Lee singles out the scene in which Yak-jeon stands precariously on the edge of a cliff, drunk, and stares out to the sea from Heuksan Island as the most memorable in the movie.
“That angle in which Yak-jeon is facing the sea from the cliff looks very majestic,” Lee said. “But there was nothing special about the filming, I just propped up the camera there. It was actually a day-for-night scene — even though it was a night scene we filmed it during the day and darkened the screen [during editing]. But didn’t it seem natural as if it were really filmed during the night? The actual location of the place was Docho Island, but it’s similar to the setting of Heuksan. It was so beautiful and I wondered if I could film such breathtaking scenery for other films. I don’t think I can.”
The final scene in the movie, where Chang-dae and his family return to Heuksan Island turns to color as if to say his journey and lessons learned can be linked to the present as well.

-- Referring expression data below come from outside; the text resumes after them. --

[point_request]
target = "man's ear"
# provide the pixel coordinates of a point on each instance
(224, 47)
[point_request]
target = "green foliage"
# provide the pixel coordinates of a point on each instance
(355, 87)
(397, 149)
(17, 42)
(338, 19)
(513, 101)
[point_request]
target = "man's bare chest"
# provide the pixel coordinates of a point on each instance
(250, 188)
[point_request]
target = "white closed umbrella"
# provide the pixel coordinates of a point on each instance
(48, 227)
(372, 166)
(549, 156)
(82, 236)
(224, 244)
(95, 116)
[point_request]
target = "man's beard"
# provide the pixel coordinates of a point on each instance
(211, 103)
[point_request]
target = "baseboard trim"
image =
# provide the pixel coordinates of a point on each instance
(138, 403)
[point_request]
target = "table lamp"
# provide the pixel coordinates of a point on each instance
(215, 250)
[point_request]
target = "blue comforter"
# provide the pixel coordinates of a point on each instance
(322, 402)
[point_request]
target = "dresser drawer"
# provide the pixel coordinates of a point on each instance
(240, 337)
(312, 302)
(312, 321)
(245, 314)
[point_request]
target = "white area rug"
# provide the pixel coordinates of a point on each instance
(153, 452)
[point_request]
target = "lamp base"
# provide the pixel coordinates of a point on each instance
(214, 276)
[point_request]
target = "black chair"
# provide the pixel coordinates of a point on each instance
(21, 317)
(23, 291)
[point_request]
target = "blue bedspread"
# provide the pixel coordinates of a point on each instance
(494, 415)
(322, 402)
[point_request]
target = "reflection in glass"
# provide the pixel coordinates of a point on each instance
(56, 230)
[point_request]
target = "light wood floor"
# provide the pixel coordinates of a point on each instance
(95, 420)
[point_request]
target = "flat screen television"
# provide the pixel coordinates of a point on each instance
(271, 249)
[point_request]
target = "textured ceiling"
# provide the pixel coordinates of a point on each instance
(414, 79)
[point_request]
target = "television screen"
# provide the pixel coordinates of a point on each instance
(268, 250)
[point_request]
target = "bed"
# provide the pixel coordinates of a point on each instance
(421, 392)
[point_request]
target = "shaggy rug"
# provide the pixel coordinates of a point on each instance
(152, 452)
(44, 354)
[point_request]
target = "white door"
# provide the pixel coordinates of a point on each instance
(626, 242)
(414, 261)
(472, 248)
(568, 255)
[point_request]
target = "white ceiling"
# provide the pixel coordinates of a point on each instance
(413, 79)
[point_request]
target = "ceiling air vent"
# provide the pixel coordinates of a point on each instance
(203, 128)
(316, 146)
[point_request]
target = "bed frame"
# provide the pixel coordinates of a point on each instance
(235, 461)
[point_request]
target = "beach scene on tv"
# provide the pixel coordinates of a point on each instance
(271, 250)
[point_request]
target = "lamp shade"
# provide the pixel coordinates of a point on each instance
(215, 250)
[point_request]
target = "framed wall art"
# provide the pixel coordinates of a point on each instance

“History is reflected in the present, and the same goes for this genre,” the director said. “To see [the world] as it is shown, not through the way one wants to see, is what Chang-dae’s journey is about. Chang-dae's character tells the story of one young man’s journey of understanding civilization’s inconsistencies and accepting and respecting different viewpoints instead of categorizing them as right or wrong. I don’t think there’s anything else that [matters]. I just came to gradually realize this as I got older.”